Try to match your office hours to the times the majority of your patients are able to come in. Consider evening or weekend hours if an analysis of your patients’ availability finds that many, if not most, need appointments during those hours.
- Consider your patients’ demographics and availability when setting your office hours and schedule.
- Offer evening and weekend appointments if possible to help schedule patients with limited availability.
- If patient demand warrants, you may want to consider adding an associate to the practice in order to accommodate patients’ availability.
- Let your team members who schedule appointments know your preferences, such as whether you prefer to perform certain procedures on certain days of the week or at certain times of the day.
- Keep in mind that this process requires time, constant feedback and flexibility. Both you and your team members who schedule appointments need to be willing to compromise.
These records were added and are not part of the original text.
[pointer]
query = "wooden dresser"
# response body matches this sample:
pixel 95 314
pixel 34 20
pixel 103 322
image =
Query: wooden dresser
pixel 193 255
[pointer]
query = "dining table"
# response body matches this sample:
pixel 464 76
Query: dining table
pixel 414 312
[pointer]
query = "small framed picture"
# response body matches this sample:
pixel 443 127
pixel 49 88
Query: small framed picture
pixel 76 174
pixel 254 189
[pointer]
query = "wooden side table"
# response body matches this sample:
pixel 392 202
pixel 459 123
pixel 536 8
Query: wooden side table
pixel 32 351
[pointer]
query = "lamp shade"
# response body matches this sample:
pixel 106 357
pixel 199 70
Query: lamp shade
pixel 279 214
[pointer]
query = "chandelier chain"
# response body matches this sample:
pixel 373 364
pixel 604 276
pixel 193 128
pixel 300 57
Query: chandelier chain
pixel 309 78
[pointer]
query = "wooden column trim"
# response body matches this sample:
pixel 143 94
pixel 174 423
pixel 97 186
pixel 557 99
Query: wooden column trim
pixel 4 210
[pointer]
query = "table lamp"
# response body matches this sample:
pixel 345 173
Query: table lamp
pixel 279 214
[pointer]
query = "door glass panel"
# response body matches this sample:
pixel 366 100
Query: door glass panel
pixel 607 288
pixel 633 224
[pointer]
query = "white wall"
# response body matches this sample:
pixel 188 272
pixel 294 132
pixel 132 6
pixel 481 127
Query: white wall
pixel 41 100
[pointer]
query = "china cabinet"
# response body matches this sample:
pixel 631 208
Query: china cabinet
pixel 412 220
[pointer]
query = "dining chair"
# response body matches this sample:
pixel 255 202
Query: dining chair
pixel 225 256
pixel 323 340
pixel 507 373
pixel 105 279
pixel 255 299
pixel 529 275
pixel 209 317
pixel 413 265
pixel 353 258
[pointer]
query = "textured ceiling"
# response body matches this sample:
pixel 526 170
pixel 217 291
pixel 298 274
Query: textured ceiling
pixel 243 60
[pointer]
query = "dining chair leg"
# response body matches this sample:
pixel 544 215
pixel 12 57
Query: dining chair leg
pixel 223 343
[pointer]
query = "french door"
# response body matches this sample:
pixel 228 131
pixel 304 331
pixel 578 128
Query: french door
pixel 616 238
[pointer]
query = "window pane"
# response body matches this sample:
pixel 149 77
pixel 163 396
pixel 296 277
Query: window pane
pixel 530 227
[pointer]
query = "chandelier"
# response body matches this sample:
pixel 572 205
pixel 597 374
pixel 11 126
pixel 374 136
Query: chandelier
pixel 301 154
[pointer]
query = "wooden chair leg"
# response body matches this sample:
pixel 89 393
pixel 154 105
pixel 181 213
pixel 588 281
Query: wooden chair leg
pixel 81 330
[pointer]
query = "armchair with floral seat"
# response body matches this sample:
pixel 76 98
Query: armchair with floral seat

- Develop a plan for educating your team about how you want the schedule to flow and for resolving scheduling conflicts that might arise. Recognize that your team is working to balance your directions with patients’ requests, which can sometimes be very insistent.
- Determine how much daily practice time should be devoted to consultative, diagnostic and clinical work.
- Work with your team members who schedule appointments to reinforce those goals and explain how following the plan contributes to better patient care and increased profitability.
- Leave time open daily for emergency appointments.
- Many dentists allow a 30-minute window for emergencies.
- Review your schedule each morning and talk with your team members who schedule appointments about the best time slot for emergency patients.
- Accept and acknowledge that unavoidable delays sometimes cause you to run behind schedule.
When that happens, your staff should apologize to any patients kept waiting. They should not offer a vague statement such as “the doctor is very busy.” Your patients expect you to be busy. They’re busy too, and they want their appointments kept in sync with their schedules. You should also offer an apology to any patient kept waiting more than a few minutes and consider mailing a letter of apology directly from the dentist to any patient who has had to wait more than 20 minutes recognizing the importance of their time. While it takes some time and effort, that patient will appreciate the extra effort and attention. It also helps wipe out the frustration they had at the time. It can also help overcome any frustration the patient may have experienced.